Le XXe siècle se partagera en hauts et en bas. La compétition avec le cheval vapeur, d'abord de l'automobile puis du tracteur viendront presque à bout du petit cheval de fer. Il n'en reste qu'environ 400 vers les années 1970. Les Canadiens-Français sont fiers. Ils décident alors de sauver leur cheval. C'est la campagne de sourdine, c'est le discours de la responsabilité et de la fierté qui a cours.

Le nombre de naissances enregistrées à la SECC a été assez stable de l'ouverture du registre au début des années 1900 jusqu'en 1980. Les enregistrements sont l'ordre de 25 à 50 poulains par année. En 1981, la ferme provinciale décide de procéder à la dispersion complète du troupeau La Gorgendière à Deschambault. À partir de cette date, le nombre de poulains enregistrés par année s'est mis à grimper pour atteindre un sommet en 1999-2000 avec environ 500 poulains. En moins de vingt ans, le nombre de naissances de chevaux enregistrés s'est multiplié par dix. Depuis l'an 2000, les naissances se sont stabilisées entre 450-500 poulains enregistrés par année.

L'histoire du cheval canadien est aussi l'histoire des colons français qui sont devenus les canadiens-français pour devenir les québécois. Au départ, les chevaux exportés en Nouvelle-France étaient destinés aux classes sociales plus hautes. Il faut savoir qu'en Europe, l'usage des chevaux était presqu'exclusivement réservé aux nobles. Les paysans n'avaient pas accès aux chevaux et devaient se contenter de bovins pour la traction animale. En Nouvelle-France, la population de chevaux a grossi de façon tellement rapide que toutes les couches de la société ont pu avoir accès au cheval. Il devait y avoir en moyenne un cheval par famille avec un ratio calculé de un cheval pour cinq habitants. Quand de riches visiteurs européens venaient visiter la Nouvelle-France, ils étaient scandalisés de voir que les paysans possédaient des chevaux, et pire, les paysans osaient dépasser la carriole des nobles. L'administration a bien essayé de contrôler la population de chevaux, d'inciter les gens à élever plus de bestiaux et moins de chevaux, mais rien n'y faisait, le cheval était trop populaire.
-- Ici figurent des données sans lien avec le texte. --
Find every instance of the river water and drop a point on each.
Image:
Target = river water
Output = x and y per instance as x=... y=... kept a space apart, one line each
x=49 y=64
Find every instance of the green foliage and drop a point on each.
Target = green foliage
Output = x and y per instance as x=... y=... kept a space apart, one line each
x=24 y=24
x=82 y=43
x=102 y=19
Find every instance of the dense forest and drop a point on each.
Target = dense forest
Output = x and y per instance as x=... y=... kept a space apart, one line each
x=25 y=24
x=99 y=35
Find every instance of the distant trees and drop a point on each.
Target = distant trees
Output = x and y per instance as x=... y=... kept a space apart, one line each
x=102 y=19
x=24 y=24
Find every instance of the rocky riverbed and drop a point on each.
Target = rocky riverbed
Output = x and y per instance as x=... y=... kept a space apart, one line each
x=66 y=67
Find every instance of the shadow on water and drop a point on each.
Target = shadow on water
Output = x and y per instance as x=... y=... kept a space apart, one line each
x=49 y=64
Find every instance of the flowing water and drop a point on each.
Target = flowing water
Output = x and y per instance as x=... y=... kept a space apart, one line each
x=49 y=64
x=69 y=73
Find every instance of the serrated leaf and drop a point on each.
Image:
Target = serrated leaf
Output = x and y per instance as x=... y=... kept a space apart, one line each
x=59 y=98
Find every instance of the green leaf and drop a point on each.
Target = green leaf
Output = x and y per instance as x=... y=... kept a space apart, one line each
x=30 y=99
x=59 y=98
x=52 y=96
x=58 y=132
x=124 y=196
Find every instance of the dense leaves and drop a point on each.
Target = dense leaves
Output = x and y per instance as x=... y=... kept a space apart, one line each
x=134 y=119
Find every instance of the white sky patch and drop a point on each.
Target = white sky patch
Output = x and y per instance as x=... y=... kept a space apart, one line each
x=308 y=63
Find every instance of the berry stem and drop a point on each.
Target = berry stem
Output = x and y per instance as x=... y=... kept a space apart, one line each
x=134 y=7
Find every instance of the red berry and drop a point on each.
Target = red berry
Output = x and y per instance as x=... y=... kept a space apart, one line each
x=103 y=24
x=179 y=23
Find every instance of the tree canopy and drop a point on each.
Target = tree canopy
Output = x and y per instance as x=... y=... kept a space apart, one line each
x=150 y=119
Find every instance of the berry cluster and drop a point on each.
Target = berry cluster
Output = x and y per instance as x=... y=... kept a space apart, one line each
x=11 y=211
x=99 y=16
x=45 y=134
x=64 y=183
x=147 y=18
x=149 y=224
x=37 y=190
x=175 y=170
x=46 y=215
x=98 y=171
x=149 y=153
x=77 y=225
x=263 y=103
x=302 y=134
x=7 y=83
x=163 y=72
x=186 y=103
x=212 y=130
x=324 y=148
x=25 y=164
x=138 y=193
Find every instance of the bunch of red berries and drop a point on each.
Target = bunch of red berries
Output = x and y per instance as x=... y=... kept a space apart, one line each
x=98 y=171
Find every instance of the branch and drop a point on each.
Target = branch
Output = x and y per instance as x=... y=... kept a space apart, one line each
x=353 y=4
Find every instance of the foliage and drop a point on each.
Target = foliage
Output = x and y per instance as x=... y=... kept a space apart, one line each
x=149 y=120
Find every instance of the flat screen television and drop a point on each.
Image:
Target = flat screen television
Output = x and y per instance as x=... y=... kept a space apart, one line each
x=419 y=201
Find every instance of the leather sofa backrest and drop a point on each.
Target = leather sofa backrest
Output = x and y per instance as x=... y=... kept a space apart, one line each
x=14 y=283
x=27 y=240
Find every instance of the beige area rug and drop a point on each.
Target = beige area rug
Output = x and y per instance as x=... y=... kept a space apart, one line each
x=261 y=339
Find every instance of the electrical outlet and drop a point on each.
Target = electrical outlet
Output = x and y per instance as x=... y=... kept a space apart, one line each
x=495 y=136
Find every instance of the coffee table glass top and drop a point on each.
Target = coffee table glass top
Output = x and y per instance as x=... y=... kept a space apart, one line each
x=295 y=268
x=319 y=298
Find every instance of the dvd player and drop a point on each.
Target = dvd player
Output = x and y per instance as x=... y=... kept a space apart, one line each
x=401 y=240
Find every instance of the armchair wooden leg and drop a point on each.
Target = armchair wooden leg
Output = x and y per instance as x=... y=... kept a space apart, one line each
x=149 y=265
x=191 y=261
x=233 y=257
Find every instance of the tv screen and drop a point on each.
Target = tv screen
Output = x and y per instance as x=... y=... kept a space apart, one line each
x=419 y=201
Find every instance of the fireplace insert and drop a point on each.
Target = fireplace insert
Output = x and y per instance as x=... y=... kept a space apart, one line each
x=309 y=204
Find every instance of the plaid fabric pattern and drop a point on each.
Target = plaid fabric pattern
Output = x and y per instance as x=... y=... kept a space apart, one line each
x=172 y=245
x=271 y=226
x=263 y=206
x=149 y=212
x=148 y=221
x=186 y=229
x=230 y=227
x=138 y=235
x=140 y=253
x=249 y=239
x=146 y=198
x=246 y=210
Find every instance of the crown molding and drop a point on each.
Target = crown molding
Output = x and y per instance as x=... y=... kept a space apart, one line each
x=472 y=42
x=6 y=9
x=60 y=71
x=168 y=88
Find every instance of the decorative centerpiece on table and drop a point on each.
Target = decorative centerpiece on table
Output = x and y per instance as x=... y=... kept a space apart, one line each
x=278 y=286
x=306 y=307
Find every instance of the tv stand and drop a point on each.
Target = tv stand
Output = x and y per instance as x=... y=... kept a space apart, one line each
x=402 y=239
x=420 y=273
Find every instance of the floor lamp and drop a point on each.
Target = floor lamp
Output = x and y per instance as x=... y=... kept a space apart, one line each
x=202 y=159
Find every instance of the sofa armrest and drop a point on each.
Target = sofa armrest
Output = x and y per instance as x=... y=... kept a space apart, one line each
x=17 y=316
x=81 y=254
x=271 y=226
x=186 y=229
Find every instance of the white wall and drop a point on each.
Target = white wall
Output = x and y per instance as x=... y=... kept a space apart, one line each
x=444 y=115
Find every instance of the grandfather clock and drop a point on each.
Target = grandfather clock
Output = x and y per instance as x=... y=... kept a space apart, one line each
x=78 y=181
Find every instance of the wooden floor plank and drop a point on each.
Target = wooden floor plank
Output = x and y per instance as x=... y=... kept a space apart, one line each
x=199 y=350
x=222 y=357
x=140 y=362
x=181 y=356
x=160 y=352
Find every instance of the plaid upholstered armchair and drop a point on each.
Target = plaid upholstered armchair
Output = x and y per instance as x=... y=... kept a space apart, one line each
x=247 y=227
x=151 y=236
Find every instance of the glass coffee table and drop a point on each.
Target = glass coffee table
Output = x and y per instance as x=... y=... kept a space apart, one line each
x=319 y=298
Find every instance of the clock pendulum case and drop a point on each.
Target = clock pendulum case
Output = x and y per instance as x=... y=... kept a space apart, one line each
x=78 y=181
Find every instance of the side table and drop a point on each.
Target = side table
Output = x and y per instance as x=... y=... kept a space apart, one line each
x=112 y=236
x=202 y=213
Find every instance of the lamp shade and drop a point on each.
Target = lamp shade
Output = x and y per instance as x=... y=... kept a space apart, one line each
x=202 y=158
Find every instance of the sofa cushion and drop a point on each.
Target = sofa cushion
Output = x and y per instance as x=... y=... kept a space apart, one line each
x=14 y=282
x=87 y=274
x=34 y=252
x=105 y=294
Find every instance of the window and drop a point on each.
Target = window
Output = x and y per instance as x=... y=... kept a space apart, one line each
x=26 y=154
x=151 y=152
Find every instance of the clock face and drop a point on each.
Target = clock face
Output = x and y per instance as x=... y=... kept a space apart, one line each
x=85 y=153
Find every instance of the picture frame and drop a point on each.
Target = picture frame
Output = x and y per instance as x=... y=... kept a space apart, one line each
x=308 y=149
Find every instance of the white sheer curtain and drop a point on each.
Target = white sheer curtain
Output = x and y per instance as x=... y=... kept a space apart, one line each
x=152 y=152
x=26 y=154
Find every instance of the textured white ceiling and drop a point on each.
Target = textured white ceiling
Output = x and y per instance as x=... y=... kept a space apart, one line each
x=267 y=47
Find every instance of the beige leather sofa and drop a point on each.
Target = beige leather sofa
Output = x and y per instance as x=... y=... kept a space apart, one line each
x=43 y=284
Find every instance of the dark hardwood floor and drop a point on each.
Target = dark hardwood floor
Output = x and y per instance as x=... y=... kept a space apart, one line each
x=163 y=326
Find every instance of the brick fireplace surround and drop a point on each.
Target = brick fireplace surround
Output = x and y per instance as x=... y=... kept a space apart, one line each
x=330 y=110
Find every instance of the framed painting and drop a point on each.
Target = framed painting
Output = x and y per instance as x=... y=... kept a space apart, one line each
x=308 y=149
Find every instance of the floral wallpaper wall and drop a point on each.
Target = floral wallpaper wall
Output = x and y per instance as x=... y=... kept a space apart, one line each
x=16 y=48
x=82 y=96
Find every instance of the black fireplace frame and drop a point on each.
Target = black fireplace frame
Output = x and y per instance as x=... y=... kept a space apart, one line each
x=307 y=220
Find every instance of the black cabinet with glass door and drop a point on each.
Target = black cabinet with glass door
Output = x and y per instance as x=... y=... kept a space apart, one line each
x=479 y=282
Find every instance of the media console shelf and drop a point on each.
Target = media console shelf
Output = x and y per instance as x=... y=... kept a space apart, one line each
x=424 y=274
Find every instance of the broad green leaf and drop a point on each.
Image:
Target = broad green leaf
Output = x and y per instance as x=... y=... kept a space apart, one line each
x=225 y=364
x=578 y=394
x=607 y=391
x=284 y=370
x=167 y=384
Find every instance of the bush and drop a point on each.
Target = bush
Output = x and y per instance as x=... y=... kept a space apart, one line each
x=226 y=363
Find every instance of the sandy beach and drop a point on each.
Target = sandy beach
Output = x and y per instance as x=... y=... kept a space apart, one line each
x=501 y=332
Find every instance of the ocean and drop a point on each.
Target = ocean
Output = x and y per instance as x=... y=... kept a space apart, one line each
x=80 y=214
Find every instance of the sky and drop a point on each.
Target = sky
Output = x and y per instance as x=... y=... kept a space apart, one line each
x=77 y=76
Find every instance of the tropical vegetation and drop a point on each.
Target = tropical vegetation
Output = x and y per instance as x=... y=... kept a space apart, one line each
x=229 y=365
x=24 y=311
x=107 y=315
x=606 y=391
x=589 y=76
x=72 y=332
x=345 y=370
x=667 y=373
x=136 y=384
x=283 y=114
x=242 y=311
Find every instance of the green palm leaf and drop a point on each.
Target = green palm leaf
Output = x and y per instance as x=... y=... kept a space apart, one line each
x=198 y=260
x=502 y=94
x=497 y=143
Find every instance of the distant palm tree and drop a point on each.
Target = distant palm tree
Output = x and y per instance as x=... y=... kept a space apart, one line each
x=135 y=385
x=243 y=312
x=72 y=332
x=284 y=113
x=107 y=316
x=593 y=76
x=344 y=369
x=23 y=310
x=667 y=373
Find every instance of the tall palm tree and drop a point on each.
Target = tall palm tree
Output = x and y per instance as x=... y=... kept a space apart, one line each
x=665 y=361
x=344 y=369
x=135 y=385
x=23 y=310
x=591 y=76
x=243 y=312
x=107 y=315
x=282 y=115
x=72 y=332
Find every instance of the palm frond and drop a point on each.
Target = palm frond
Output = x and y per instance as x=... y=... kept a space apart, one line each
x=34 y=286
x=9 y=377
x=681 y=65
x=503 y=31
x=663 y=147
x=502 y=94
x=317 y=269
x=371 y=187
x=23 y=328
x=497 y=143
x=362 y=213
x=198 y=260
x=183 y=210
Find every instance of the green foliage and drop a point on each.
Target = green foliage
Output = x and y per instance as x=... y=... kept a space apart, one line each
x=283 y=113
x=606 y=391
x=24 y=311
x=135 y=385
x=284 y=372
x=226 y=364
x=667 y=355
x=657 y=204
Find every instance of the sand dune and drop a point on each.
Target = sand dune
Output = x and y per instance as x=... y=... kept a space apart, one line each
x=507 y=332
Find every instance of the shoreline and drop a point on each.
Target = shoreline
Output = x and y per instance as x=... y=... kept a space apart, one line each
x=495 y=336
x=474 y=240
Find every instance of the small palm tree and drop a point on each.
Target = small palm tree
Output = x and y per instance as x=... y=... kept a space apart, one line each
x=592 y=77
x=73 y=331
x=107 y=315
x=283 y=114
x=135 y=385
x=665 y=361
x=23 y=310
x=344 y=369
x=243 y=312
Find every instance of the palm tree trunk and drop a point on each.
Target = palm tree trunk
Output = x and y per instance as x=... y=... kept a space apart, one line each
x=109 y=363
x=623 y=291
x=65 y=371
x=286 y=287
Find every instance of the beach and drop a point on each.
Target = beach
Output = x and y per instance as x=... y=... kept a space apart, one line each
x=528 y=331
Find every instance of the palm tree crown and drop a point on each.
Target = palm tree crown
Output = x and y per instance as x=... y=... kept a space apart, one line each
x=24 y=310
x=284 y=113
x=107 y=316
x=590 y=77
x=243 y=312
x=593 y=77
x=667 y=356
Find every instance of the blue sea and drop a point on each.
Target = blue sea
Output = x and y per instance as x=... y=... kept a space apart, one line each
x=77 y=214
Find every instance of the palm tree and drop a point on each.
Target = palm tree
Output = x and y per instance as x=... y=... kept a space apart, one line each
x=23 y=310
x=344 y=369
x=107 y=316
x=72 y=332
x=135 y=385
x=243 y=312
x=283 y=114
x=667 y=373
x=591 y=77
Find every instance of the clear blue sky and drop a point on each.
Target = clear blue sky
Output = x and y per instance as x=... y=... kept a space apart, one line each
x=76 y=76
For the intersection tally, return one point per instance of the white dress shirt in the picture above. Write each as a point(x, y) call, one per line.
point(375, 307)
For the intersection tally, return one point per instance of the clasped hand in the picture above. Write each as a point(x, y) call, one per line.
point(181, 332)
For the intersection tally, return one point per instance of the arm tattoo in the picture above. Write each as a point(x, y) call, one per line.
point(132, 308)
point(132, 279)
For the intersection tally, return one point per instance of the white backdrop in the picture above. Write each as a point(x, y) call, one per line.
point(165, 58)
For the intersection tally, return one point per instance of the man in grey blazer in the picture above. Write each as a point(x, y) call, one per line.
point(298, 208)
Durant le régime anglais, il y a eu de nombreuses tentatives pour assimiler les francophones. Vue que les chevaux étaient une grande fièrté des francophones, l'administration anglophone a fait la promotion du croisement des chevaux canadiens avec des étalons de races anglaises et étrangères comme le Percheron. Les francophones sont tombés dans la classe sociale la plus basse et leurs chevaux aussi. Ce qui fait que la population des chevaux canadiens s'est mise à tombée. La création de la SECC a permis de sauver la race. Mais même aux débuts des années 1900, les cultivateurs francophones n'étaient pas riches et bien peu ont les moyens de faire enregistrés leurs chevaux canadiens. Avec l'arrivée de l'automobile, les classes supérieures de la société de l'époque ont vite remplacé les chevaux par les voitures. Ce fut la même chose dans les champs. Les cultivateurs les plus riches ont vite remplacé le cheval par le tracteur. Pendant que le cheval perd est "statut social", ça population va en diminuant. Durant les années 50 et 60, ceux qui utilisent encore les chevaux à la ferme sont assez souvent les plus pauvres ou des inconditionels des chevaux, mais qui vivent eux-aussi très modestement. Le cheval est passé d'un symbole de valorisation sociale à un symbole de retard social et même parfois de pauvreté. Durant les années 70, le cheval a repris doucement ses lettres de noblesse, mais réservé à une élite faisant du sport équestre. Le gouvernement québecois par sa ferme à Deschambault avait travaillé à rendre le cheval canadien plus attrayant pour les compétitions équestres. À mesure que le cheval canadien reprend ses lettres de noblesse, sa population reprend en vigueur.

Petit à petit, la race se redresse. Les hommes politiques canadiens reprennent conscience de son importance. L'Assemblée nationale du Québec vote en 1999 une loi unanime déclarant les races chevaline et bovine canadiennes ainsi que la race de volailles Chantecler : Races de patrimoine agricole du Québec.

De la même façon, le Parlement du Canada déclarera en 2002, le "cheval canadien" : race nationale du Canada.

En 2007, la race du "cheval canadien" compte environ 7 000 sujets vivants.

Standard

Le cheval canadien a une hauteur de 14 à 16 mains. C'est un cheval de trait léger, d'équitation, très polyvalent, il est utilisé dans plusieurs disciplines équestres.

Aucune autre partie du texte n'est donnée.